犬にとって散歩は最大の楽しみだからこそ、犬に負担がかからないような状況で散歩はしたいものだ。朝・昼・夜と1日3回、犬は自分の生活圏の巡回に出て匂いを嗅ぎ、情報を得る。犬には犬なりに自分の生活圏の中で気になるスポットがいくつかあるようで、そこを1日1回は通りたがる。どんな犬が自分の周辺を歩いているのか、どんな動物がそこにいたのか、ヒトとは異なり情報にストーリー性はあまりないが、その場その場の認識をすることは犬の持つ経験と照らし合わされて、精神の安定につながる。

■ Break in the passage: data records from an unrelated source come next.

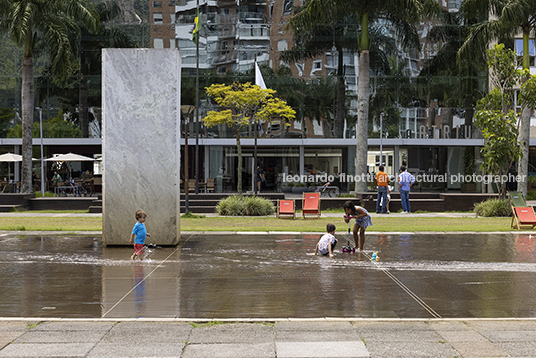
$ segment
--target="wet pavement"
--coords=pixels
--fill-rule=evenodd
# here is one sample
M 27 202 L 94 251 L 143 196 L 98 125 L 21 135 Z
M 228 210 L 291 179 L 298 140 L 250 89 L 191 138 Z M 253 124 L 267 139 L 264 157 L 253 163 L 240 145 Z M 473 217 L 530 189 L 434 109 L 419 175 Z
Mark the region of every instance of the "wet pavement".
M 0 317 L 536 317 L 536 236 L 367 234 L 343 254 L 338 235 L 333 259 L 311 255 L 319 236 L 188 234 L 133 263 L 100 236 L 4 233 Z

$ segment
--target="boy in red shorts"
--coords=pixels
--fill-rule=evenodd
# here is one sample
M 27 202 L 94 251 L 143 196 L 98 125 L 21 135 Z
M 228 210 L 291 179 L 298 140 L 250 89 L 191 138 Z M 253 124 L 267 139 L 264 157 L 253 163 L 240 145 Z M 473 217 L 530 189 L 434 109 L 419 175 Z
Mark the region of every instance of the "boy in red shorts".
M 134 253 L 130 257 L 131 260 L 135 260 L 136 256 L 140 257 L 140 260 L 143 260 L 143 245 L 145 244 L 145 237 L 151 237 L 151 234 L 147 232 L 145 228 L 145 219 L 147 214 L 145 211 L 139 209 L 136 211 L 136 220 L 138 221 L 134 228 L 132 229 L 132 234 L 130 235 L 130 243 L 134 244 Z

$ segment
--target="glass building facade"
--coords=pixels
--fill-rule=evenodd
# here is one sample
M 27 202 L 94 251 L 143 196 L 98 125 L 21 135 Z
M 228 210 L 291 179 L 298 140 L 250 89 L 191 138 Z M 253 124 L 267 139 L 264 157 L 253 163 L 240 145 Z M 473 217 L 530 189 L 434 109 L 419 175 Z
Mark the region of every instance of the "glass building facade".
M 183 65 L 182 105 L 195 106 L 199 69 L 199 119 L 207 111 L 217 110 L 204 94 L 205 87 L 254 82 L 255 61 L 266 85 L 297 113 L 288 127 L 277 118 L 262 123 L 257 128 L 256 146 L 255 128 L 246 128 L 241 133 L 242 168 L 237 168 L 232 129 L 224 125 L 206 128 L 196 124 L 193 113 L 185 114 L 182 126 L 183 133 L 188 126 L 190 179 L 197 172 L 200 181 L 214 178 L 216 191 L 232 192 L 236 190 L 236 173 L 242 170 L 243 188 L 251 189 L 256 152 L 257 164 L 266 172 L 267 190 L 292 190 L 298 183 L 289 185 L 285 178 L 312 174 L 320 175 L 319 181 L 325 178 L 321 175 L 332 176 L 343 191 L 353 190 L 353 183 L 341 178 L 358 174 L 354 160 L 359 54 L 357 41 L 350 41 L 347 47 L 341 43 L 357 38 L 360 30 L 355 21 L 333 26 L 316 39 L 318 46 L 331 43 L 325 51 L 300 54 L 291 51 L 296 39 L 287 25 L 294 9 L 303 5 L 302 0 L 199 0 L 197 49 L 192 40 L 197 1 L 95 3 L 117 8 L 102 23 L 99 33 L 80 30 L 76 41 L 79 66 L 66 85 L 52 81 L 47 53 L 38 51 L 35 55 L 35 157 L 41 155 L 40 120 L 45 157 L 67 152 L 101 154 L 103 47 L 176 48 Z M 439 4 L 455 13 L 460 1 L 439 0 Z M 403 51 L 388 23 L 377 23 L 372 30 L 378 43 L 371 49 L 369 173 L 377 172 L 382 163 L 393 175 L 401 164 L 413 174 L 463 173 L 468 165 L 478 172 L 483 140 L 472 116 L 476 101 L 487 91 L 488 73 L 484 63 L 467 70 L 455 63 L 438 66 L 432 62 L 445 52 L 446 58 L 455 58 L 447 45 L 465 36 L 460 25 L 459 31 L 451 32 L 453 38 L 431 42 L 428 34 L 436 26 L 442 25 L 436 21 L 421 23 L 419 51 Z M 517 42 L 514 46 L 519 52 Z M 20 152 L 22 50 L 6 34 L 0 36 L 0 48 L 0 153 Z M 340 81 L 344 84 L 342 91 Z M 536 163 L 531 164 L 536 168 Z M 93 164 L 75 166 L 74 175 L 99 170 Z M 52 176 L 51 170 L 47 168 L 48 177 Z M 10 175 L 17 180 L 17 173 L 17 165 L 0 164 L 0 178 Z M 459 183 L 445 183 L 426 189 L 462 188 Z

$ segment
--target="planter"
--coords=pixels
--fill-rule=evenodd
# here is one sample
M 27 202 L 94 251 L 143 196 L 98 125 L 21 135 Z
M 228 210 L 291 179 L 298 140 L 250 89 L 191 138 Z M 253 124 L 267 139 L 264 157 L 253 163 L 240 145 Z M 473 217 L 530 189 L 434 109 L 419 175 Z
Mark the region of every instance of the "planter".
M 476 183 L 461 183 L 462 193 L 476 193 Z

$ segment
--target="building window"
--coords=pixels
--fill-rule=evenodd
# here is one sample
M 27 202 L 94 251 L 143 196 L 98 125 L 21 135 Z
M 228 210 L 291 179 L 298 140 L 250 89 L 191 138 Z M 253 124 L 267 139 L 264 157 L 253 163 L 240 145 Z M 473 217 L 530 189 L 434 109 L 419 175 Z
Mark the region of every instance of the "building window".
M 153 42 L 154 48 L 164 48 L 164 39 L 155 38 Z
M 283 15 L 290 15 L 294 7 L 294 0 L 285 0 L 283 4 Z
M 288 50 L 287 40 L 282 39 L 277 41 L 277 51 L 286 51 Z
M 164 21 L 162 20 L 161 12 L 153 12 L 153 24 L 162 25 Z

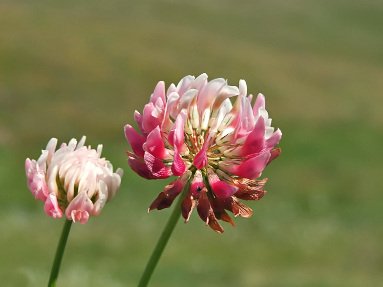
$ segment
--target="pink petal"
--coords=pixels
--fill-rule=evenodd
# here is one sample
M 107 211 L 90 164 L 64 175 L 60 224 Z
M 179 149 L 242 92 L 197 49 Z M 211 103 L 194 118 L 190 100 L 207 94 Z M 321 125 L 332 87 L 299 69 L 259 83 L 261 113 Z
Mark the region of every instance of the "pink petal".
M 270 156 L 270 158 L 269 159 L 269 161 L 267 162 L 267 164 L 266 165 L 268 165 L 273 161 L 279 156 L 279 155 L 280 154 L 280 148 L 276 148 L 275 149 L 271 150 L 270 154 L 271 155 Z
M 224 182 L 219 181 L 213 184 L 212 189 L 217 196 L 224 198 L 234 194 L 238 188 Z
M 257 178 L 267 164 L 270 158 L 270 152 L 265 151 L 260 155 L 247 160 L 239 165 L 226 167 L 227 170 L 233 174 L 249 179 Z
M 146 104 L 143 112 L 142 127 L 147 133 L 150 133 L 156 127 L 161 125 L 162 118 L 153 115 L 155 112 L 154 105 L 152 102 Z M 155 113 L 154 113 L 155 114 Z
M 170 88 L 170 87 L 169 88 Z M 178 102 L 179 98 L 179 95 L 175 92 L 172 92 L 168 97 L 164 118 L 161 123 L 161 131 L 168 132 L 172 128 L 174 123 L 170 119 L 170 115 L 172 115 L 173 111 L 176 109 L 176 103 Z
M 260 107 L 266 109 L 266 100 L 265 100 L 265 96 L 259 93 L 258 94 L 256 100 L 255 100 L 255 102 L 254 103 L 254 106 L 253 107 L 253 114 L 255 117 L 258 114 L 258 109 Z
M 171 171 L 175 176 L 184 174 L 188 169 L 188 166 L 182 160 L 177 146 L 174 146 L 174 156 L 173 164 L 171 165 Z
M 146 138 L 146 137 L 148 136 L 148 134 L 145 132 L 144 128 L 142 127 L 142 121 L 143 119 L 142 118 L 142 116 L 141 116 L 141 114 L 137 111 L 134 111 L 134 120 L 138 125 L 138 128 L 140 129 L 140 131 L 141 132 L 142 136 Z
M 66 207 L 65 215 L 68 220 L 80 221 L 85 224 L 89 218 L 89 213 L 93 209 L 93 204 L 88 197 L 86 191 L 80 192 L 75 197 Z
M 45 202 L 49 193 L 45 181 L 45 175 L 41 171 L 38 171 L 33 176 L 30 184 L 31 192 L 35 196 L 35 198 Z
M 198 152 L 193 160 L 193 164 L 198 169 L 203 168 L 208 164 L 208 156 L 206 152 L 208 150 L 210 137 L 209 135 L 205 142 L 202 149 Z
M 168 137 L 168 142 L 169 144 L 173 147 L 176 146 L 178 150 L 181 153 L 186 151 L 184 145 L 184 140 L 185 140 L 184 131 L 187 114 L 186 109 L 182 109 L 178 115 L 177 116 L 173 128 L 171 129 Z
M 201 171 L 198 169 L 195 172 L 193 181 L 192 182 L 192 185 L 190 187 L 190 193 L 193 198 L 198 198 L 205 187 L 202 178 L 202 174 Z
M 160 160 L 169 157 L 169 152 L 164 144 L 159 126 L 156 127 L 148 135 L 146 140 L 146 150 Z
M 259 152 L 265 145 L 265 120 L 260 117 L 253 130 L 241 147 L 240 156 L 246 156 L 252 153 Z
M 36 161 L 34 161 L 34 164 L 29 158 L 27 158 L 25 160 L 25 174 L 26 174 L 27 186 L 30 189 L 31 183 L 33 180 L 33 176 L 36 172 Z
M 54 193 L 48 195 L 44 205 L 44 211 L 48 216 L 52 216 L 53 219 L 57 217 L 61 218 L 63 217 L 63 211 L 59 205 L 57 198 Z
M 153 179 L 153 177 L 145 163 L 140 162 L 132 157 L 129 157 L 128 163 L 133 171 L 141 177 L 146 179 Z
M 265 143 L 265 148 L 266 149 L 272 149 L 278 144 L 281 138 L 282 138 L 282 132 L 278 128 L 269 139 L 266 140 Z
M 131 146 L 133 152 L 139 158 L 143 158 L 145 151 L 142 145 L 145 142 L 144 137 L 139 134 L 130 124 L 127 124 L 124 127 L 125 137 Z
M 155 179 L 163 179 L 168 178 L 172 174 L 170 166 L 166 166 L 165 164 L 153 155 L 146 151 L 144 156 L 148 169 Z
M 162 105 L 162 106 L 161 107 L 163 108 L 166 103 L 166 100 L 165 99 L 165 83 L 163 81 L 159 82 L 157 84 L 156 87 L 154 88 L 154 91 L 153 92 L 153 94 L 150 96 L 150 100 L 149 102 L 151 102 L 153 104 L 157 103 L 157 104 L 158 104 L 159 102 L 158 102 L 159 99 L 161 100 Z

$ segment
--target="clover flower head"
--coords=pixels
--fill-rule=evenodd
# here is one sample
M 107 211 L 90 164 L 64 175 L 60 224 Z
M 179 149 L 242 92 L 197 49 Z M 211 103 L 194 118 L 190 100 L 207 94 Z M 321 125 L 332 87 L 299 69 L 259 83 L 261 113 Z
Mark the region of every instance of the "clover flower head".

若い頃には森でさんざん走り回ってもすぐにエネルギーが充電され、翌日には「さあ、いこう!」と飛び起きていたうちの犬。時が経ち、壮年時代を超えて彼もとうとう老犬と呼ばれる年になったが、それでも家の中で外出の気配を感じ取るとのそりと起き上がり、若い頃と同じ散歩コースを今も歩いている。

昔のようにはじけて遊ぶでなし、しかし犬なりに気になるところを好きなように匂いを拾って歩き、すれ違う犬とも適当に挨拶を交わしている。たまに気に入った相手だとプレイバウで遊びに誘うこともあるので、ヒトが年齢を聞いて思うほどヨボヨボしているわけでもないことはあきらかである。その姿はやはり家の中で過ごしてばかりいては見られないものであるし、このような社会的刺激が適度にあるからこそ犬も精神を健全に保っていられる。